The error message is quite illustrative. When you fit a model ARIMA(0,1,0)(1,0,1), sometimes the seasonal part is non-stationary, so a further seasonal differencing is needed.
By looking at ts.plot(realmatrix),I see that all 100 columns of realmatrix are pretty similar. I will thus take out the first column for some analysis.
x <- realmatrix[,1]
Obviously the non-seasonal differencing is a must, but do we need a seasonal differencing as well? Have a check with ACF
acf(diff(x))
We actually spotted strong evidence that for the seasonal pattern. So yes, a seasonal differencing is needed.
Now let's check the ACF after both differencing:
acf(diff(diff(x, lag = 12))) ## first do seasonal diff, then non-seasonal diff
There appears to be a negative spike between season, suggesting a seasonal MA process. So ARIMA(0,1,0)(0,1,1)[12] would be a good bet.
fit <- arima(x, order = c(0,1,0), seasonal = c(0,1,1))
Have a check at the residuals:
acf(fit$residuals)
I would actually be pretty happy about this result, as there is no lag 1 or even lag 2 autocorrelation at all, and there is also no seasonal autocorrelation. You can actually try further adding a seasonal and / or non-seasonal AR(1), but there will be no improvement. So this is our final model to go.
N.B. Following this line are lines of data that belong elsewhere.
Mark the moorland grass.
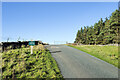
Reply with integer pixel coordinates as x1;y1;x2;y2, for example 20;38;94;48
68;45;120;68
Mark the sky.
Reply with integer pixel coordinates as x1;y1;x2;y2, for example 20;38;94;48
2;2;118;44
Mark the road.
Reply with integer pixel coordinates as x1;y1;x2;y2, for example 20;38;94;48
47;45;118;78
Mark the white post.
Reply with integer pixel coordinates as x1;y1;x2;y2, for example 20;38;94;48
31;46;33;54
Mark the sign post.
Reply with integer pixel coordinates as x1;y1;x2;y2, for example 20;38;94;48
29;41;35;54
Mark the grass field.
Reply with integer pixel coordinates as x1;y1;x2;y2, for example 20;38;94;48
2;45;62;80
68;45;120;68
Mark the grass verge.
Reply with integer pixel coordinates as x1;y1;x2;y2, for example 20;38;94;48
68;45;120;68
2;45;63;79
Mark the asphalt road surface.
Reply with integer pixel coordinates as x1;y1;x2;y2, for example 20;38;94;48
47;45;118;78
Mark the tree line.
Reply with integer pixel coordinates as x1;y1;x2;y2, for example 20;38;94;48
74;10;120;45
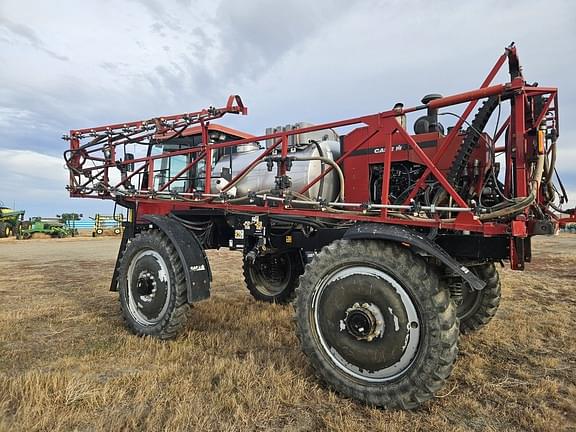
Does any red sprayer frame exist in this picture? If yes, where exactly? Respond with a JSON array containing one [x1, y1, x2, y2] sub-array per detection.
[[65, 47, 558, 268]]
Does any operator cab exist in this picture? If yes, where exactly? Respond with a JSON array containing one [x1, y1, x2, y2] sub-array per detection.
[[142, 124, 253, 192]]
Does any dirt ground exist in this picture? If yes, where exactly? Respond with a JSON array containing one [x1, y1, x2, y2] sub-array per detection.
[[0, 234, 576, 431]]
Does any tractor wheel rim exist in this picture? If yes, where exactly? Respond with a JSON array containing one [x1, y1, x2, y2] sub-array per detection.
[[311, 265, 421, 383], [127, 249, 172, 326]]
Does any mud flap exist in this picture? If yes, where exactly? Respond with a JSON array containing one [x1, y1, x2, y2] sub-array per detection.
[[342, 223, 486, 290], [143, 215, 212, 303]]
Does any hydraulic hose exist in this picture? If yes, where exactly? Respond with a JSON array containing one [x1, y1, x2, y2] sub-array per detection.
[[480, 155, 545, 220]]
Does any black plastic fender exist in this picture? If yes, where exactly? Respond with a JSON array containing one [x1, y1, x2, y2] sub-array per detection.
[[342, 223, 486, 290], [143, 215, 212, 303]]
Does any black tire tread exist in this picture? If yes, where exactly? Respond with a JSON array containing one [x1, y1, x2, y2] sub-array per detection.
[[460, 263, 502, 334], [119, 230, 190, 339], [294, 240, 460, 409], [242, 250, 302, 304]]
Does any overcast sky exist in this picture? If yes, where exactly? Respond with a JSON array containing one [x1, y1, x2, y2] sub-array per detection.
[[0, 0, 576, 216]]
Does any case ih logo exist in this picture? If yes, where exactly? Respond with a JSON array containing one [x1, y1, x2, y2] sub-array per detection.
[[350, 140, 438, 156]]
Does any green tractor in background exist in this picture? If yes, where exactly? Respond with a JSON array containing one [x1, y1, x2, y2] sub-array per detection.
[[19, 217, 77, 239], [0, 202, 24, 238]]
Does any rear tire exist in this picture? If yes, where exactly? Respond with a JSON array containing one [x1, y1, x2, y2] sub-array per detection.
[[295, 240, 459, 409], [243, 251, 303, 304], [0, 222, 10, 238], [118, 230, 190, 339], [456, 263, 502, 334]]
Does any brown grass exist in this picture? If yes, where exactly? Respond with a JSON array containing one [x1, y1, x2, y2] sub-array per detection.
[[0, 235, 576, 431]]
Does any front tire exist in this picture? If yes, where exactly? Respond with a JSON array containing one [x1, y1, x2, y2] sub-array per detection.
[[456, 263, 502, 334], [118, 230, 190, 339], [295, 240, 459, 409], [0, 222, 10, 238]]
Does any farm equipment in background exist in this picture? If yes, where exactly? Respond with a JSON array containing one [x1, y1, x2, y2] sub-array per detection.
[[56, 213, 83, 237], [0, 203, 25, 238], [64, 46, 565, 409], [90, 213, 124, 237], [19, 217, 74, 239]]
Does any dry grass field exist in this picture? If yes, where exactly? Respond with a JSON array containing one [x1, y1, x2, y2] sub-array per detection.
[[0, 235, 576, 432]]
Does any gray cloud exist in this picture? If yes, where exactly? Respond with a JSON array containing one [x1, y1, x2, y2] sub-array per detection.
[[0, 16, 69, 61], [0, 0, 576, 214]]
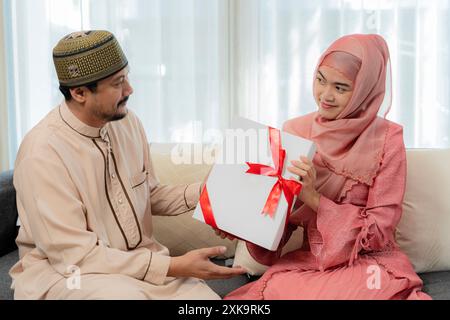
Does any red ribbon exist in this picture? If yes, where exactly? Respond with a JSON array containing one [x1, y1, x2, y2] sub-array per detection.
[[246, 127, 302, 217], [199, 127, 302, 229], [200, 184, 218, 229]]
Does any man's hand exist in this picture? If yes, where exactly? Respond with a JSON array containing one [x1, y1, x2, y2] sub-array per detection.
[[167, 247, 247, 280]]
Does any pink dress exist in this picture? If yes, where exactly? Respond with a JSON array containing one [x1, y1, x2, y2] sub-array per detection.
[[225, 123, 431, 300]]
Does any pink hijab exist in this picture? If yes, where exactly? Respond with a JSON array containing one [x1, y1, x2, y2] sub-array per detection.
[[284, 34, 389, 204]]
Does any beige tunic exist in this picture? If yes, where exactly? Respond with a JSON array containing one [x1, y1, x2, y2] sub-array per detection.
[[10, 102, 218, 299]]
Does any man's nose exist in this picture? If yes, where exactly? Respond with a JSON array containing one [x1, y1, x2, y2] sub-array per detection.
[[123, 80, 134, 96]]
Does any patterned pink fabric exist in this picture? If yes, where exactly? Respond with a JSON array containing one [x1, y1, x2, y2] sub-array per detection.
[[226, 120, 431, 299]]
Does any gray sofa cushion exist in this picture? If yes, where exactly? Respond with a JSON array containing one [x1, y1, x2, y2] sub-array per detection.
[[0, 171, 17, 257], [419, 271, 450, 300]]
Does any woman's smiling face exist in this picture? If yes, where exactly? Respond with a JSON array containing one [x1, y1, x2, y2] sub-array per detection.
[[313, 66, 353, 120]]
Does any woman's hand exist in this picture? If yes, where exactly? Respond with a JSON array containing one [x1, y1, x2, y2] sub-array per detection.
[[287, 156, 320, 212], [211, 227, 236, 241]]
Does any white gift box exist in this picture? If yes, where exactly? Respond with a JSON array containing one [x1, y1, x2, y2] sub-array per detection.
[[193, 118, 315, 251]]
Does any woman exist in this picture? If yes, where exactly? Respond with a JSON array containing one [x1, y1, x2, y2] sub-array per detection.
[[226, 34, 431, 299]]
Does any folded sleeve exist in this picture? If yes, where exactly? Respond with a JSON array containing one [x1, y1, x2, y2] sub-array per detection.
[[150, 182, 202, 216], [14, 150, 170, 284], [308, 126, 406, 270]]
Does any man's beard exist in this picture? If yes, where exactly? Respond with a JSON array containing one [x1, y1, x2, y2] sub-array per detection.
[[103, 97, 130, 122]]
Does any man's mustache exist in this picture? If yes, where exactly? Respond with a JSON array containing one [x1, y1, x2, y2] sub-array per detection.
[[117, 96, 130, 106]]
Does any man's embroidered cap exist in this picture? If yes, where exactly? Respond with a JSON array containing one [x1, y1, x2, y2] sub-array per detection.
[[53, 30, 128, 87]]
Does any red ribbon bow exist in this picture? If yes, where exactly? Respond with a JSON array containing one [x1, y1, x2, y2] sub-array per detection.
[[200, 127, 302, 229], [246, 127, 302, 217]]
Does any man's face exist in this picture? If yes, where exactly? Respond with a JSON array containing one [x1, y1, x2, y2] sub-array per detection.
[[86, 67, 133, 123], [313, 66, 353, 120]]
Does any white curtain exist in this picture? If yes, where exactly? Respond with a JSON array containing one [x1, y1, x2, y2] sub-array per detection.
[[2, 0, 450, 169], [3, 0, 230, 161], [234, 0, 450, 148]]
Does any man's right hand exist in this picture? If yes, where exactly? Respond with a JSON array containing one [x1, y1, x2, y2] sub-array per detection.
[[167, 247, 247, 280]]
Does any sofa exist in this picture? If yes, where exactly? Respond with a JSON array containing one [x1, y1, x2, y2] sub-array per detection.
[[0, 144, 450, 300]]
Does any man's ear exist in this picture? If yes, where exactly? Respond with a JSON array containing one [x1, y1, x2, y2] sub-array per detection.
[[70, 87, 86, 104]]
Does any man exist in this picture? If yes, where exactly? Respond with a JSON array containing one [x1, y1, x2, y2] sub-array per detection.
[[10, 31, 245, 299]]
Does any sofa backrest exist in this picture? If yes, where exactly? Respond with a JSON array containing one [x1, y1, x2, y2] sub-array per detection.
[[0, 171, 17, 257]]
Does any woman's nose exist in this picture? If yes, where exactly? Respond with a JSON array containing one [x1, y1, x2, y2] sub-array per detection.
[[320, 86, 334, 102]]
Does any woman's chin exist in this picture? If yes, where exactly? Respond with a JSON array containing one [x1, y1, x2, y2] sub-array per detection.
[[319, 107, 337, 120]]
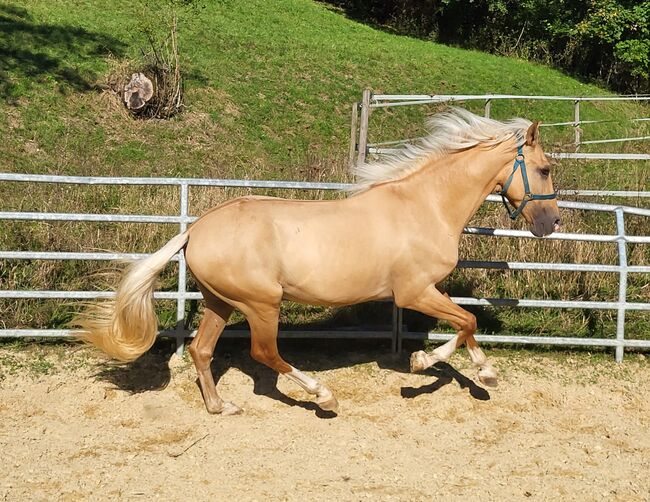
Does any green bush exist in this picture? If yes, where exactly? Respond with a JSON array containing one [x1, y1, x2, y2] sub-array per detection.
[[330, 0, 650, 93]]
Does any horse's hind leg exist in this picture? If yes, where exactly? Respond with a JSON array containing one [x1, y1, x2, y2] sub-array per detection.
[[247, 307, 338, 411], [405, 287, 497, 387], [189, 294, 241, 415]]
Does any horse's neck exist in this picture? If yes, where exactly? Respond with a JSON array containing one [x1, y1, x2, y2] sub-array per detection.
[[394, 146, 511, 236]]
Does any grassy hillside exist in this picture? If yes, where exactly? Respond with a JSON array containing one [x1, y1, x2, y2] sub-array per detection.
[[0, 0, 644, 177], [0, 0, 650, 342]]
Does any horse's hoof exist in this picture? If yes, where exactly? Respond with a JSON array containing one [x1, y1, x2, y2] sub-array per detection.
[[316, 396, 339, 413], [478, 368, 499, 388], [411, 350, 429, 373]]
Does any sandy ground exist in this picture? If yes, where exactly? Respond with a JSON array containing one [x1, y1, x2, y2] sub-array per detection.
[[0, 341, 650, 501]]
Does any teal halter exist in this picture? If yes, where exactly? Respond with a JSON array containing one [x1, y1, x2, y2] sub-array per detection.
[[499, 146, 557, 220]]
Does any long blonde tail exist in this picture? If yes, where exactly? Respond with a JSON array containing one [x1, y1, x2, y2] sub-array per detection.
[[71, 232, 189, 362]]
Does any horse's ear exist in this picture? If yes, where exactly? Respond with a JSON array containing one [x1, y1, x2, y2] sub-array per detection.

So use the following loop:
farimamatrix <- matrix(NA, ncol = 100, nrow = 12)
m <- k <- vector("list", length = 100)
for (i in 1:100) {
m[[i]] <- Arima(realmatrix[,i], order = c(0,1,0), seasonal = c(0,1,1))
print(i)
k[[i]] <- forecast.Arima(m[[i]], h = 12)
farimamatrix[,i] <- k[[i]]$mean
}
Now all 100 model fitting are successful.
---------
A retrospect reflection
Perhaps I should explain why ARIMA(0,1,0)(1,0,1)[12] models works for my simulated data in the initial answer. Because note how I simulate my data:
seasonal <- rep_len(sin((1:12) * pi / 6), 138)
Yes, the underlying seasonal pattern is a true replication and of course stationary.